As we've seen till now, that folding of commitments through MSM is performed by the prover in native field of elliptic curve based SNARK optimized for BLS12-381, and verifiers work is done in native field of Banderwagon.

The problem which will be encountered here is, in many ZkPs especially those optimized for a specific curve (like BLS12-381), arithmetic in other fields (like Banderwagon's scalar field) isn't natively supported, this means we can't directly perform these operations in our proof system, research needs to be done on methods for performing these operations between the two fields, some methods that can be used for this are:
- Precomputed look-up tables
- Casting
- Range proofs
- Limb decomposition

Although, this is not a new problem though, SNARKs that enable recursive proofs like:
- Plonky1 developed by Polygon
- Pickles by Mina
- Halo systems
These ZKPs enable recursion by using a pair of elliptic curves, where the base field of one curve is the scalar field of the other, and vice versa, same obstacle is faced in these systems, when verifying a proof from the previous cycle, you need to perform arithmetic in a field that isn't native to the current curve. This is similar to the problem we face with Verkle proofs, where we need to perform arithmetic in Banderwagon's scalar field.

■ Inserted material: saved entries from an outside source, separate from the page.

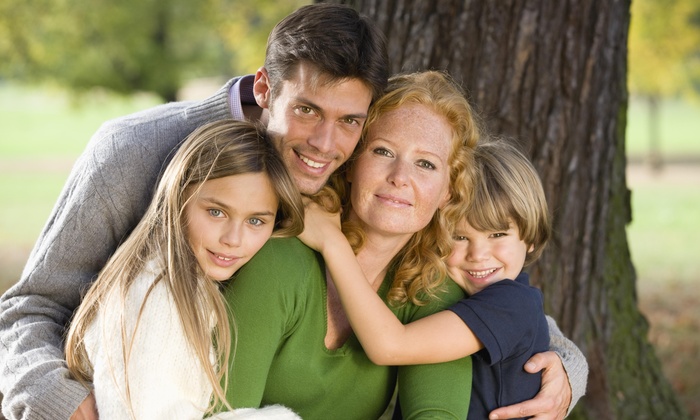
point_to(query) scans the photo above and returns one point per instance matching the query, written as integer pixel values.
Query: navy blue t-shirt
(508, 317)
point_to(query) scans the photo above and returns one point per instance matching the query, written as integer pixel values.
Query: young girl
(152, 333)
(504, 228)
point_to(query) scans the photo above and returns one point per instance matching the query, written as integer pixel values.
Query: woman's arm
(440, 337)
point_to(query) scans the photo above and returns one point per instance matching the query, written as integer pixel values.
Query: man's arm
(105, 196)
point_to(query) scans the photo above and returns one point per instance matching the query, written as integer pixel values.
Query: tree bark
(551, 75)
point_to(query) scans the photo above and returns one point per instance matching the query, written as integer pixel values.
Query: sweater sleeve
(573, 360)
(104, 197)
(165, 378)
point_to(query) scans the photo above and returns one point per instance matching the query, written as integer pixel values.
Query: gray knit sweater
(105, 196)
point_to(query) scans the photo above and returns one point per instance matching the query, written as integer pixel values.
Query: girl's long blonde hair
(216, 150)
(420, 265)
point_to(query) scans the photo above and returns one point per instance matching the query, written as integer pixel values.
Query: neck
(377, 253)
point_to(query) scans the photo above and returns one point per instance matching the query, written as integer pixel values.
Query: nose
(322, 138)
(477, 251)
(232, 235)
(399, 174)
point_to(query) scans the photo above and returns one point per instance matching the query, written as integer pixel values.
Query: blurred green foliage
(664, 47)
(134, 45)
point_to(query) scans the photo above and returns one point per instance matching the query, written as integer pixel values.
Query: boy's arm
(564, 364)
(440, 337)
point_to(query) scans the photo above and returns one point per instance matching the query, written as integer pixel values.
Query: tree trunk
(551, 74)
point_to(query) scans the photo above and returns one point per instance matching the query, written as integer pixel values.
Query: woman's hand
(320, 226)
(87, 410)
(552, 402)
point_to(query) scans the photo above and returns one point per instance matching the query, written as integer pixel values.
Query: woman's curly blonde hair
(420, 265)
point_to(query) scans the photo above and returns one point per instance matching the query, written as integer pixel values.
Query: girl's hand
(320, 226)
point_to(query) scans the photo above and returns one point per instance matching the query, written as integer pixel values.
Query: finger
(541, 361)
(529, 408)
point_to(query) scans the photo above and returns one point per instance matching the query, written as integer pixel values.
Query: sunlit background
(69, 67)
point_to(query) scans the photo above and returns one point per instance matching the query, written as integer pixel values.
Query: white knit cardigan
(166, 381)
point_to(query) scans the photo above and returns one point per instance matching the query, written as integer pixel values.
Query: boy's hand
(320, 226)
(552, 402)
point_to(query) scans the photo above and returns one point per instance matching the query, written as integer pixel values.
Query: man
(324, 65)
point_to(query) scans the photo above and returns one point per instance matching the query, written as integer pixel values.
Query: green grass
(664, 232)
(48, 122)
(679, 128)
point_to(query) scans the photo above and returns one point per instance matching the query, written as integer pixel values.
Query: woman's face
(402, 176)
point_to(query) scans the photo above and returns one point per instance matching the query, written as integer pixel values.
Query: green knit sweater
(278, 301)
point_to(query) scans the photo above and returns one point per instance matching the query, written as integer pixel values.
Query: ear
(261, 88)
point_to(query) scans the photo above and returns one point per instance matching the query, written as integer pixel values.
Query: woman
(294, 345)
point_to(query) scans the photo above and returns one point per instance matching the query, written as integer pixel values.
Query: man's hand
(552, 402)
(87, 410)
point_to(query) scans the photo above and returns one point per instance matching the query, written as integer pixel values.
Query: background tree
(551, 75)
(664, 56)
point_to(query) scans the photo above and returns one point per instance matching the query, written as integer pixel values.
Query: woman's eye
(426, 164)
(382, 152)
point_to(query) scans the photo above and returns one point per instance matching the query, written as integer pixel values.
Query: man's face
(315, 125)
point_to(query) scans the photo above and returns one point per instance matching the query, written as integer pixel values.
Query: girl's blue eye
(255, 221)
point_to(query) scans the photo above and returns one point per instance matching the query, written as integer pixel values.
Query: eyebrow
(422, 151)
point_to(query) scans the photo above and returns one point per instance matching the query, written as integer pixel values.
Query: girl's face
(229, 220)
(402, 176)
(480, 258)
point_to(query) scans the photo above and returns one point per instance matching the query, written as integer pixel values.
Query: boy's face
(315, 125)
(480, 259)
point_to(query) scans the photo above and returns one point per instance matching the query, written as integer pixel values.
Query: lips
(393, 200)
(482, 273)
(311, 163)
(223, 260)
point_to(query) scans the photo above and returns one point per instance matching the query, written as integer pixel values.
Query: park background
(46, 120)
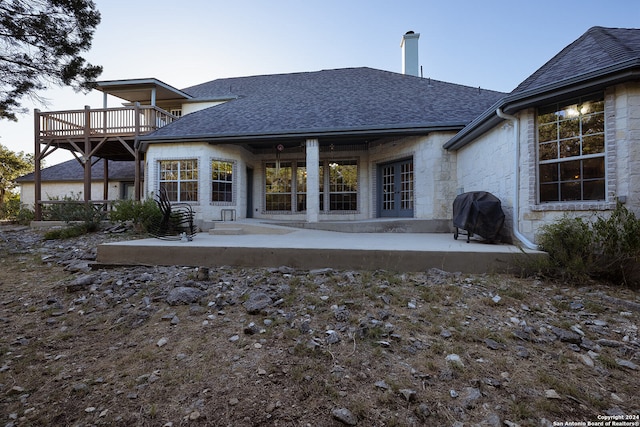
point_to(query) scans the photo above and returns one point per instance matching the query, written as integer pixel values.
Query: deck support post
(105, 188)
(86, 157)
(37, 176)
(313, 179)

This problem is tackled by forwarding parts of proof verification to next cycle, that is to defer some computations to the next proof in the cycle. However, this deferral mechanism itself requires some non-native arithmetic to prove correct storage of deferred computations, ex: You might need to prove you've correctly encoded the deferred computation in a format the next proof can use. This challenge parallels the issue faced in Verkle proofs, where arithmetic in Banderwagon's scalar field is needed but isn't native to the main proving system (assumed to be BLS12-381 based).
Unlike cycle-of-curve systems, Verkle proofs can't easily defer this arithmetic as it's central to the verification process. Consequently, both scenarios cannot entirely avoid non-native arithmetic, necessitating efficient simulation methods within the proving system. This requirement adds complexity and potential performance overhead to proof generation and verification, highlighting the challenges in making Verkle proofs efficiently ZK-friendly.

There are some potential techniques that are currently used to tackle the problem of performing arithmetic in non-native fields, we can encode the arithmetic operations as operations on the elliptic curve itself, which can be performed in the native field:
- For addition: $x + y = z$ in the non-native field can be translated to $[x] G + [y] G = [z] G$ on the curve
- For multiplication: $x * y = z$ can be checked as $[x] [y] G = [z] G$
Where $G$ is a generator point and $[n] G$ represents scalar multiplication. This works due to the homomorphic property of elliptic curves. However, this approach isn't without drawbacks. The additional curve operations, particularly scalar multiplications, can be computationally expensive.

Another bottleneck is size of the finite fields used by the prover, curves using larger field sizes, such as the 384-bit fields associated with curves like those in the BLS12-381 family may not perform as fast as compared to smaller field counterparts, such as:
- Goldilocks: $2^{64} - 2^{32} + 1$
- BabyBear: $2^{31} - 2^{27} + 1$
- Mersenne fields: $2^{31} - 1$ or $2^{127} - 1$
These smaller size fields allow for faster computations, making them suitable for ZkEVM design.

However, not all elliptic curves are compatible with these small-field optimizations. The Banderwagon curve, used in Verkle trees, is an example of a curve that doesn't efficiently leverage these small fields. While it's possible to design curves like EcGFp5 that work well with small fields, Bandersnatch lacks this advantageous structure. Despite this limitation, elliptic curve-based systems can still be competitive in terms of performance, as evidenced by systems like Barretenberg (256 bit elliptic curve) developed by Aztec is competitive with plonky2.